I did see one case of what I think was a typo in the section about FLARE. The Salsa Cowchipper is given as an example of a bar with 12 degrees of flare. I think that should be the Cowbell as the Cowchipper actually has 24 degrees of flare. I recently went from the Cowbell I had been using for a few years to a Cowchipper and I really like the increased flare (when I even notice it).

blooddoc23 said...

Thanks for that. Now I can get my mind around it all! In general, the rider wants to be comfortable in the drops, and be able to easily get to the brakes and shifters. Most of all, having some bars where one can have several comfortable positions on a long ride is key. Constant vibration of gravel and rocks lends its self to injuries including carpal tunnel syndrome and peripheral nerve damage. These flared bars can prevent that kind of thing. Another problem for the pocket book is buying bars. It can be hit or miss. You buy something, think its going to be great, then its not.

Guitar Ted said...

@BluesDawg- Good catch! I have edited it to read "Cowbell".

youcancallmeAl said...

Now if only you could get all the bar manufacturers to standardize on those definitions!

Jason said...

Great information! Can you comment about how the various factors (sweep, flare, reach, etc) might affect stem length? For example, will the use of certain bars necessitate a shorter stem? Thank You!

Guitar Ted said...

@Jason- Only three things will really be of concern- Drop, Reach, and Top Section. If the Drop is too much, you would need a taller/higher rise stem.
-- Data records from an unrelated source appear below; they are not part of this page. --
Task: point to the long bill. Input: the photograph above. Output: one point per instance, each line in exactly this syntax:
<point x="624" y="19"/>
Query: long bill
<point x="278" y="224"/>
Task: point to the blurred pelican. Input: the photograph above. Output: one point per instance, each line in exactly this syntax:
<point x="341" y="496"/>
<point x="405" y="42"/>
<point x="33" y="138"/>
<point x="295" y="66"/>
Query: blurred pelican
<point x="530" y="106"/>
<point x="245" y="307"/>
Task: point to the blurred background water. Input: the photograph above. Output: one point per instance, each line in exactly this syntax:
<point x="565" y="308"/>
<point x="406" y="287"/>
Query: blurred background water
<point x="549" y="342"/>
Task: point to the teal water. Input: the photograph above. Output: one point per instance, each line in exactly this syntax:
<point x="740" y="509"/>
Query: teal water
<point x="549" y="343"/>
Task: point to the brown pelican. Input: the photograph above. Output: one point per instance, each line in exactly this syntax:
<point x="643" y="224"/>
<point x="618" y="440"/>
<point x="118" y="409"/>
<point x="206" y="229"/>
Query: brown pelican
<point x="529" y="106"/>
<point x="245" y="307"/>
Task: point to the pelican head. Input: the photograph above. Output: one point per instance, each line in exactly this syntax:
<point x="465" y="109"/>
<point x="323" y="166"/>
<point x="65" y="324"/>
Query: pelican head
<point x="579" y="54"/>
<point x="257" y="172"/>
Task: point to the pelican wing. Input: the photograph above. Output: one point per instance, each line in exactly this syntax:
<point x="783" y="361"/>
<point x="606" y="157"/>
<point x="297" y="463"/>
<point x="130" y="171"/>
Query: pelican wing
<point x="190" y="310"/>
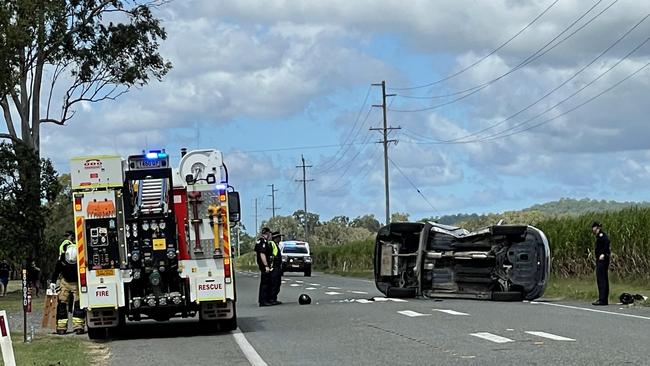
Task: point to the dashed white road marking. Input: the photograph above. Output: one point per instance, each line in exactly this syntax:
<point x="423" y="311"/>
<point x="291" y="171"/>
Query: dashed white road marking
<point x="554" y="337"/>
<point x="249" y="352"/>
<point x="592" y="310"/>
<point x="451" y="312"/>
<point x="411" y="313"/>
<point x="492" y="337"/>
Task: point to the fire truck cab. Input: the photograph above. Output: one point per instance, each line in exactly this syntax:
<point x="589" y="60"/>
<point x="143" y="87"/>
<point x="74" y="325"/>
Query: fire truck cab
<point x="154" y="242"/>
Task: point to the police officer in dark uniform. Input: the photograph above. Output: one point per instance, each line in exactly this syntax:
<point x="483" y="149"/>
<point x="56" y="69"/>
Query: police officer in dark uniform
<point x="276" y="272"/>
<point x="262" y="248"/>
<point x="602" y="252"/>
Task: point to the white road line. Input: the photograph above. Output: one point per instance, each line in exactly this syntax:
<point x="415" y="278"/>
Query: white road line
<point x="451" y="312"/>
<point x="551" y="336"/>
<point x="592" y="310"/>
<point x="492" y="337"/>
<point x="411" y="313"/>
<point x="247" y="349"/>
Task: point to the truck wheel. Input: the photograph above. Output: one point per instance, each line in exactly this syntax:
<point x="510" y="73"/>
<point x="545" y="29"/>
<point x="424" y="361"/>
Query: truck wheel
<point x="97" y="333"/>
<point x="507" y="296"/>
<point x="228" y="325"/>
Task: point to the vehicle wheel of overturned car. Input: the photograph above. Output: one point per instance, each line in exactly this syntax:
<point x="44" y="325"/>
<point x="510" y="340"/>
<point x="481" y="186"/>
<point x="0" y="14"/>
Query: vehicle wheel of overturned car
<point x="499" y="262"/>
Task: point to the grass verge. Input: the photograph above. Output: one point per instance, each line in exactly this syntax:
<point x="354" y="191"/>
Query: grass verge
<point x="45" y="349"/>
<point x="13" y="301"/>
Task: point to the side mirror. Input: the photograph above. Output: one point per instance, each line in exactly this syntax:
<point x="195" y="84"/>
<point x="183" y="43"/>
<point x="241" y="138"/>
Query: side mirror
<point x="234" y="210"/>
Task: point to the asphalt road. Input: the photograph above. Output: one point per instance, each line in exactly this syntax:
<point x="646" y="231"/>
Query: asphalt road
<point x="350" y="323"/>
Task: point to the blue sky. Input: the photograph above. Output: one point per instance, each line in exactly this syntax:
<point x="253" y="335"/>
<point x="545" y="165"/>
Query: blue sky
<point x="252" y="78"/>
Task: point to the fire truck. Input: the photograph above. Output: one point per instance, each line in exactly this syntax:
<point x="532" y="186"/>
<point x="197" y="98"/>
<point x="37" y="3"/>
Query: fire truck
<point x="154" y="242"/>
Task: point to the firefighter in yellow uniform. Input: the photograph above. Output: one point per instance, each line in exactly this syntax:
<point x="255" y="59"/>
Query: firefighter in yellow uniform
<point x="66" y="273"/>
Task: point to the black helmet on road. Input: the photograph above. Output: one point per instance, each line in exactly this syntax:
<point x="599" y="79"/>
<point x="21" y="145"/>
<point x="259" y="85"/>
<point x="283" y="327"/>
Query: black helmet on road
<point x="304" y="299"/>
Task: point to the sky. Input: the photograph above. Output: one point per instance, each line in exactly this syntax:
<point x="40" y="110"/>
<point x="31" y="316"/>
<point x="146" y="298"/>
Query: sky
<point x="501" y="104"/>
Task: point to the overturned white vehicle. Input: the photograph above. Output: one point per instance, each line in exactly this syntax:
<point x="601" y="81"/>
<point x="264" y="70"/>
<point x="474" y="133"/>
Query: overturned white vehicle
<point x="500" y="262"/>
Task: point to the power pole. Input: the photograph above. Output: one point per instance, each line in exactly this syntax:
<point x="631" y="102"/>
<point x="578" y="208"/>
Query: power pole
<point x="304" y="181"/>
<point x="385" y="141"/>
<point x="272" y="195"/>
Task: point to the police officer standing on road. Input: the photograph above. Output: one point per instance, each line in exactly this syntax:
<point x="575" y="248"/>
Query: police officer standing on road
<point x="602" y="252"/>
<point x="276" y="272"/>
<point x="262" y="248"/>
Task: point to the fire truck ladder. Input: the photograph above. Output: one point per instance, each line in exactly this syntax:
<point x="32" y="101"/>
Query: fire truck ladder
<point x="151" y="197"/>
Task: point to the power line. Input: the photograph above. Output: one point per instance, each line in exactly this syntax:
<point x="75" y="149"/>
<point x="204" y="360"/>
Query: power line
<point x="299" y="148"/>
<point x="272" y="195"/>
<point x="365" y="101"/>
<point x="332" y="164"/>
<point x="536" y="55"/>
<point x="385" y="142"/>
<point x="414" y="186"/>
<point x="500" y="134"/>
<point x="572" y="109"/>
<point x="453" y="75"/>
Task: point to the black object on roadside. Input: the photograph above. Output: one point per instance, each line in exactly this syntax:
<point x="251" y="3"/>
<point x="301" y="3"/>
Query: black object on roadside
<point x="304" y="299"/>
<point x="627" y="298"/>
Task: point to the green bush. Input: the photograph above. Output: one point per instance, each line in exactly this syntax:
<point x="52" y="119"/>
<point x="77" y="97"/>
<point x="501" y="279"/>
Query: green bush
<point x="572" y="243"/>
This usually becomes a factor with MTB hardtails made previous to 2010. If the Reach is too long, a shorter stem to compensate would be in order. Reach will determine, along with top tube length and stem length, where the levers end up at. Hardtail MTB's featuring "Modern Geometry" with longer front/centers, slacker head tube angles, and stubby stems will not likely be candidates for drop bars due to Reach. Top Section width can affect stem length if you go on the wider side. Say that you normally ride 44cm bars, but you buy a 46cm bar. You'll likely want a slightly shorter stem. Perhaps even one with a bit more rise.

This stuff is all personal and fit varies, but those are good, general rules of thumb. said...

most of the long time road riders I know (30+ years myself) call them "hooks" not "Ramps"

Skidmark said...

Most of the long time road riders I know started out in the down-tube shifter age with Cinelli 64 bars.